Una giovane donna di colore con un vestito giallo brillante si trova in mezzo a una folla di persone all'aperto in quella che sembra essere una festa in giardino e urla contro di loro in una scena di The Strays di Netflix

Foto: Chris Harris/Netflix

Martello-White sembra volere che The Strays sia un film sulle linee di frattura nell’identità nera britannica e anche sulle divisioni di classe. Costruisce la storia attorno alla domanda sul perché e come qualcuno rifarebbe la propria vita in un’immagine diversa e quanto costa farlo. Queste sono domande che Peele, un tiratore scelto infallibile, ha preso di mira in modo più vivido in Us del 2019. Rebecca Hall ha affinato le stesse idee con un focus laser nel devastante Passing del 2021, anch’esso in streaming su Netflix.

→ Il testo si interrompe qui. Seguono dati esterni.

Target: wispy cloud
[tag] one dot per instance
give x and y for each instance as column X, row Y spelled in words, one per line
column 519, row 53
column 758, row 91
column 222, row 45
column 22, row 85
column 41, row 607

Ma al contrario, Martello-White non riesce a localizzare il suo obiettivo. Non può rispondere alle proprie domande o spiegare perché ha trasformato una triste storia personale in un thriller psicologico. Invece, fa cadere i suoi personaggi. L’unica grazia salvifica del film è la devastante semplicità del suo finale, quando Cheryl/Neve prende in mano queste questioni senza motivo in un modo che è sia inaspettato che perfettamente logico. Chi potrebbe biasimarla?

The Strays è ora in streaming su Netflix.